With regard to Ukraine, much would depend not on the PMR factor but on the settlement of the Donbass conflict. A “freezing” of the conflict in South-Eastern Ukraine would ease tensions on the de facto border between Ukraine and Transnistria.

Development in Donbass would go a long way in determining the attitude of Russia and the West to the settlement of Transnistria. In that regard, it is highly important to preserve the “5+2” format and maintain the negotiation process, even if it does not yield tangible results in the near future.

One of the most important issues is the problem of economic cooperation between Russia and Transnistria, as well as between the Eurasian Economic Union and Transnistria. The Transnistrian economy is in dire straits. The pricing policy of previous governments had mostly negative consequences, which persist into the present. And, according to the project, the government’s budget deficit is greater than 1 billion roubles. The preferential trade regime is not a panacea, however. It is, of course, an important measure for minimizing the crisis that has taken hold of Transnistria. In the short and medium term, this economic vector does not weaken the political orientation towards Moscow. In the long term, should relations between Moscow and the West normalize and cooperation in the 5+2 format continue, then an economy that is oriented towards both the East and the West could have a big hand in transforming the region into one of cooperation.
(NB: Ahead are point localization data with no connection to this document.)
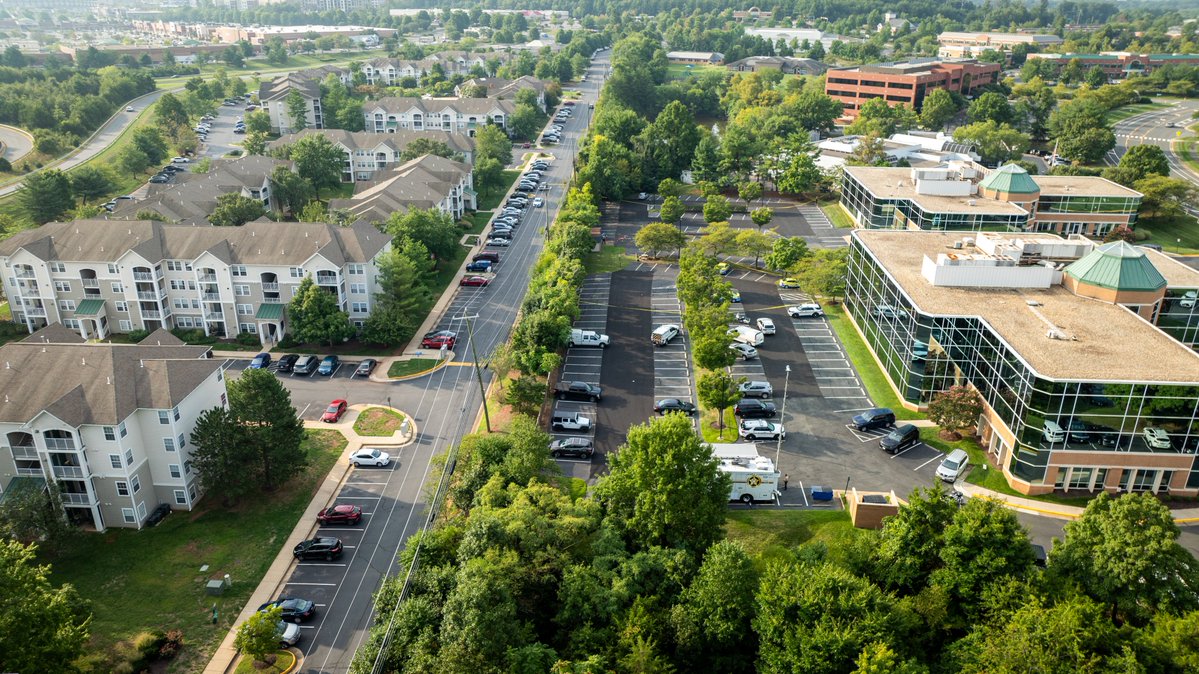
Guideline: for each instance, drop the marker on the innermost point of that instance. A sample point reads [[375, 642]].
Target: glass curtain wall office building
[[1044, 432]]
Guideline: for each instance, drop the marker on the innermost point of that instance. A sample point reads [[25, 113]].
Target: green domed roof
[[1011, 179], [1119, 266]]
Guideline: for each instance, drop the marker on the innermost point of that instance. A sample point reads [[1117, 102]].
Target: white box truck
[[754, 477]]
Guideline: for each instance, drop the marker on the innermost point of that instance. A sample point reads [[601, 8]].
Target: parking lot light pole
[[782, 415], [474, 356]]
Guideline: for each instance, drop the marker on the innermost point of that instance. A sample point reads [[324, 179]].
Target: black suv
[[749, 408], [877, 417], [901, 438], [318, 548]]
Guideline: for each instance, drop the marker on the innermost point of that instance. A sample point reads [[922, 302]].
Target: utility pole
[[479, 373]]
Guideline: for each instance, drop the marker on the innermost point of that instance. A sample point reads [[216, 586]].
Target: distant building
[[956, 44], [1119, 65], [787, 65], [905, 82], [696, 58]]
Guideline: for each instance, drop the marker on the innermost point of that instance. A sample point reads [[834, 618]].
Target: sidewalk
[[269, 587]]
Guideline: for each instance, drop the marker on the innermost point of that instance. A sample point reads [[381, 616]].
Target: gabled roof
[[1119, 266]]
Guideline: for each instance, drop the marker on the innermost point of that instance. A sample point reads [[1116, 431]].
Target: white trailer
[[754, 477]]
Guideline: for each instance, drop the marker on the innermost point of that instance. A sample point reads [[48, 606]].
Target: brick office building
[[907, 82]]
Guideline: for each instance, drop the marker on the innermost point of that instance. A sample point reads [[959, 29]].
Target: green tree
[[46, 196], [318, 161], [672, 210], [259, 635], [938, 109], [315, 317], [660, 236], [47, 626], [717, 209], [296, 107], [666, 487], [235, 210], [1124, 553], [223, 456], [90, 182]]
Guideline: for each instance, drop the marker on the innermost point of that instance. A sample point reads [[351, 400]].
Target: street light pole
[[479, 373], [782, 415]]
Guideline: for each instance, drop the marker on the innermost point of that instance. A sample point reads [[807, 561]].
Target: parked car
[[341, 513], [875, 417], [329, 366], [295, 609], [371, 456], [755, 390], [335, 411], [760, 429], [674, 404], [579, 447], [440, 338], [805, 311], [321, 547], [751, 408]]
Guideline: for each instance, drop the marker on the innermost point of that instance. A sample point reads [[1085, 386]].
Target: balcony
[[70, 471]]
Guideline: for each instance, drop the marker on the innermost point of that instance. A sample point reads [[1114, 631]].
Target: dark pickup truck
[[578, 391]]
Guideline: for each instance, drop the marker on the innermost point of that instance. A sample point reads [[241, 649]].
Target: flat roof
[[896, 184], [1101, 331]]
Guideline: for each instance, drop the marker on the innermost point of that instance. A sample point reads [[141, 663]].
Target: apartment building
[[367, 154], [462, 115], [425, 182], [956, 44], [907, 83], [108, 423], [104, 276], [963, 196], [1083, 386], [272, 97], [192, 197]]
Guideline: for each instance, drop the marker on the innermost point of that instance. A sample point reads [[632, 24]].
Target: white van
[[747, 335], [1052, 432]]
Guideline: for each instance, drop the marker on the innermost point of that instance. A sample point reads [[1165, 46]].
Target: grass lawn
[[609, 258], [411, 366], [151, 579], [1176, 235], [378, 421], [837, 215], [873, 378], [771, 535], [489, 199]]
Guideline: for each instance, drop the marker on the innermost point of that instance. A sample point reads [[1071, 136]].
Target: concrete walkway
[[226, 655]]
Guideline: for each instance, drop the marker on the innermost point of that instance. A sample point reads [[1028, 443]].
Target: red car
[[341, 515], [440, 338], [335, 411]]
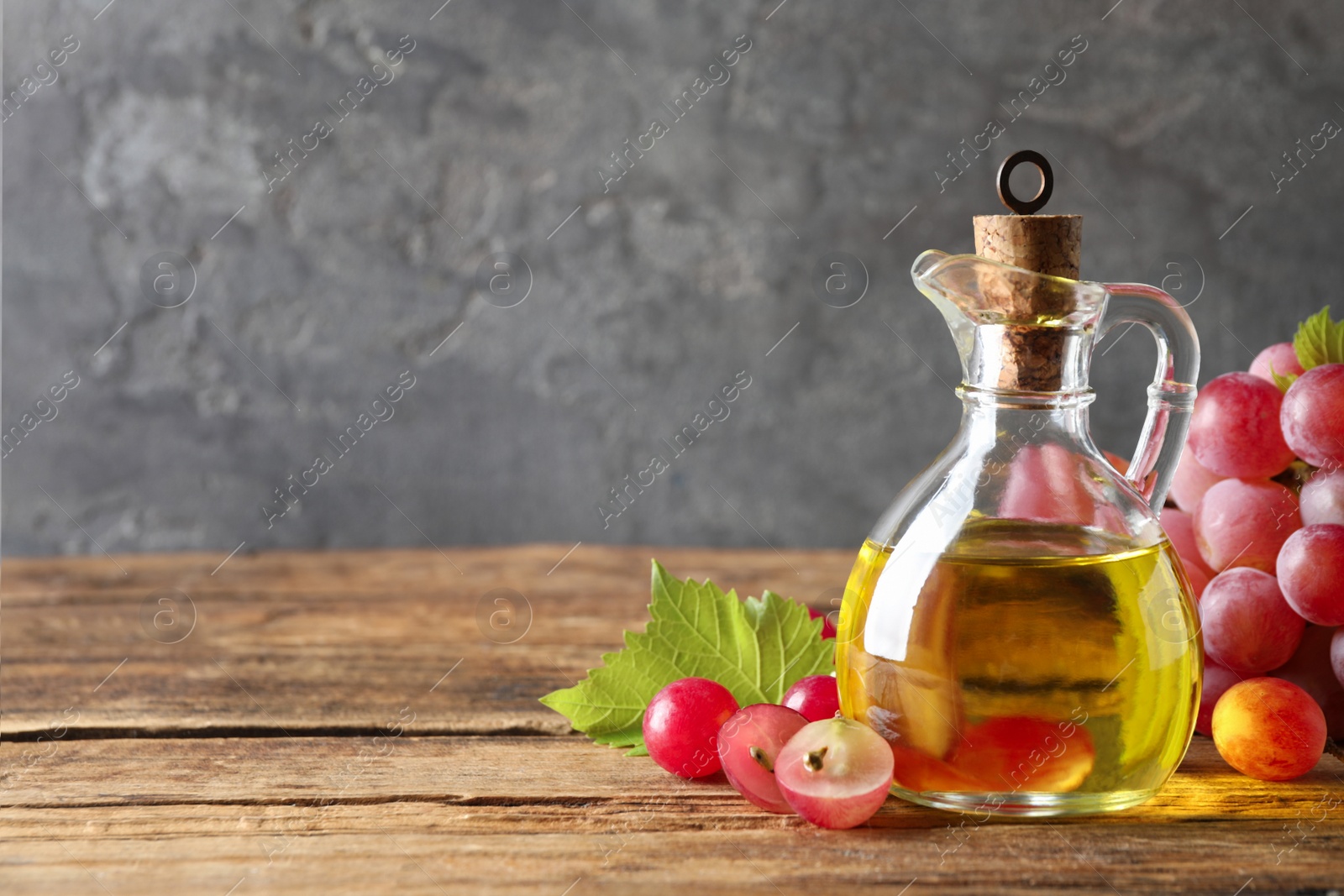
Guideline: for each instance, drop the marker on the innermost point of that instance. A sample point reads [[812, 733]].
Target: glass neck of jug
[[1026, 343]]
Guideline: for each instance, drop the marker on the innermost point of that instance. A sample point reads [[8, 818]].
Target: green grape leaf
[[1319, 340], [756, 647], [1281, 380]]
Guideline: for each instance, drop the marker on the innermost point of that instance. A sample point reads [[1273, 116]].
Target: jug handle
[[1171, 396]]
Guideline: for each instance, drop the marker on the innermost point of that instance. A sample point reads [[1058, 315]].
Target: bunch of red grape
[[800, 757], [1260, 527]]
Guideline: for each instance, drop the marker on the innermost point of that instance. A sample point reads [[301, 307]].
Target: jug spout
[[1016, 329]]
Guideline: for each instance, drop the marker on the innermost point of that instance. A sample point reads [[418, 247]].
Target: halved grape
[[749, 745], [1314, 416], [1027, 752], [1243, 523], [835, 773], [1247, 625], [1269, 730], [682, 726], [1310, 573], [816, 698], [1323, 497], [1216, 681], [1284, 359], [1236, 427]]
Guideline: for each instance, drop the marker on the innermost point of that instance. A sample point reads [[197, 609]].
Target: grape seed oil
[[1027, 668]]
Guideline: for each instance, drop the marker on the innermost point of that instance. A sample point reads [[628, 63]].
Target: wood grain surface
[[355, 723]]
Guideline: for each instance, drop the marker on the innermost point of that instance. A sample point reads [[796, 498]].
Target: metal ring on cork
[[1047, 181]]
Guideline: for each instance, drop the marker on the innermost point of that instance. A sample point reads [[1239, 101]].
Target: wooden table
[[340, 723]]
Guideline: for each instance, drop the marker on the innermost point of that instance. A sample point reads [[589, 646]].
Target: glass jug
[[1018, 626]]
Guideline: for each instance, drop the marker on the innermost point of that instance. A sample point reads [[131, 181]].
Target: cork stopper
[[1034, 349]]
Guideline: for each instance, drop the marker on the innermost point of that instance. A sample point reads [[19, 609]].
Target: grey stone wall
[[318, 284]]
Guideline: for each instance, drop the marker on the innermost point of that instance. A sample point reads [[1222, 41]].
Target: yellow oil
[[1026, 669]]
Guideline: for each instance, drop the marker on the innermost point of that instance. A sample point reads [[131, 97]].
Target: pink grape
[[1284, 359], [816, 698], [1216, 681], [1180, 530], [749, 745], [1247, 625], [1323, 497], [1269, 728], [1337, 656], [1191, 481], [1310, 573], [1245, 523], [1314, 416], [682, 726], [1236, 427], [1310, 669], [835, 773]]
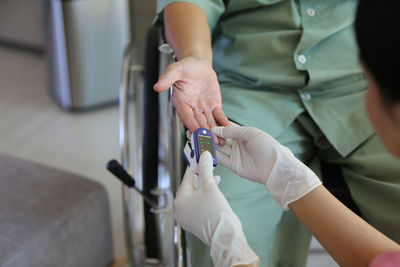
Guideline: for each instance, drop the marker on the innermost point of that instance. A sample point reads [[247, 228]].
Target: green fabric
[[283, 240], [256, 45], [314, 106]]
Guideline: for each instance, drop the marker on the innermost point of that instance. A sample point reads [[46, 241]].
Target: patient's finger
[[187, 117]]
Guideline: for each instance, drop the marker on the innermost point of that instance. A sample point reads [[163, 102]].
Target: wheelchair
[[154, 158]]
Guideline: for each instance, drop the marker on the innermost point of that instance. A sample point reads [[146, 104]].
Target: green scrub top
[[276, 59]]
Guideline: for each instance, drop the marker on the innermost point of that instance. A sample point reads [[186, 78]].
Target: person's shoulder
[[390, 259]]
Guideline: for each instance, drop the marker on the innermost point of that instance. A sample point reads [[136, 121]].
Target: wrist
[[204, 57], [290, 184]]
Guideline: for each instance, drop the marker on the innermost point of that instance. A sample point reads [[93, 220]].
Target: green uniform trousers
[[277, 237]]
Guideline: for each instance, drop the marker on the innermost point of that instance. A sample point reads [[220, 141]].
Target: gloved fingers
[[229, 142], [232, 131], [188, 135], [227, 150], [223, 159], [205, 168], [187, 184], [211, 123]]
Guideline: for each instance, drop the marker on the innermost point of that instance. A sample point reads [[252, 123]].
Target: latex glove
[[205, 212], [196, 95], [256, 156]]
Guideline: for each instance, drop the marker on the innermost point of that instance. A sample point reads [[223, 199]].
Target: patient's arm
[[348, 238], [197, 96]]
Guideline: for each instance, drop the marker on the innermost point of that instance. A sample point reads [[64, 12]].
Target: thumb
[[205, 167], [233, 131], [171, 75]]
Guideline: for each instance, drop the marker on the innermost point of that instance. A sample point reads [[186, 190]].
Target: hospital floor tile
[[33, 127]]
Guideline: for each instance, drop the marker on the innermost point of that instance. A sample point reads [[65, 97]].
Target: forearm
[[348, 239], [187, 31]]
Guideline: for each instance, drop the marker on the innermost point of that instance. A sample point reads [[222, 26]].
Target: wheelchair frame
[[153, 238]]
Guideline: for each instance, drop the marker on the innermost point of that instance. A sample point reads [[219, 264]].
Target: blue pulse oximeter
[[201, 140]]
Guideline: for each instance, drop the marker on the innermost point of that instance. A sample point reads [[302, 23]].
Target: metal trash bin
[[85, 44]]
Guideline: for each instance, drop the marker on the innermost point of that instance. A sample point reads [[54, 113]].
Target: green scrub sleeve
[[212, 8]]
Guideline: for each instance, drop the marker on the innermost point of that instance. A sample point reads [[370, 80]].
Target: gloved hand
[[205, 212], [256, 156]]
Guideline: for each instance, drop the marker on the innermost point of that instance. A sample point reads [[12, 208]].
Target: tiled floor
[[33, 127]]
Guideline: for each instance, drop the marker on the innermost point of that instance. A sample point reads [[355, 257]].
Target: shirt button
[[302, 59], [305, 96], [311, 12]]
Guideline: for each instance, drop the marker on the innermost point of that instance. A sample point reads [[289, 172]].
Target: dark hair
[[377, 29]]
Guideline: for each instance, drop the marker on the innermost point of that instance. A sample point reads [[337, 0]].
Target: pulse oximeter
[[201, 140]]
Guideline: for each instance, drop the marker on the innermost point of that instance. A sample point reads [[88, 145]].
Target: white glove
[[205, 212], [256, 156]]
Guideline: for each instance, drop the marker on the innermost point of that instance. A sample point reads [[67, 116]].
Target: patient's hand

More than political will is needed to build such a configuration, however. Comprehensive work to correct the mistakes that were inherent in economic relations between Transnistria and Russia is also required. Industrial cooperation needs to be developed – production that is based on those sectors of Transnistrian industry and agriculture whose products may be in demand in Russia, particularly in terms of import substitution. With limited investment opportunities because of the economic crisis and the sanctions regime, it is important to develop direct cash infusions, build up industrial cooperation (primarily at the international level) and set up joint ventures— Russian economic agents with a high degree of involvement from the Transnistrian side. This means that Transnistria must ensure that the policies of various government branches are coordinated with regard to finding a way out of the financial crisis, raise the quality of economists in the country significantly, and implement policies to support exporters, on whom the welfare of the republic depends to a significant extent.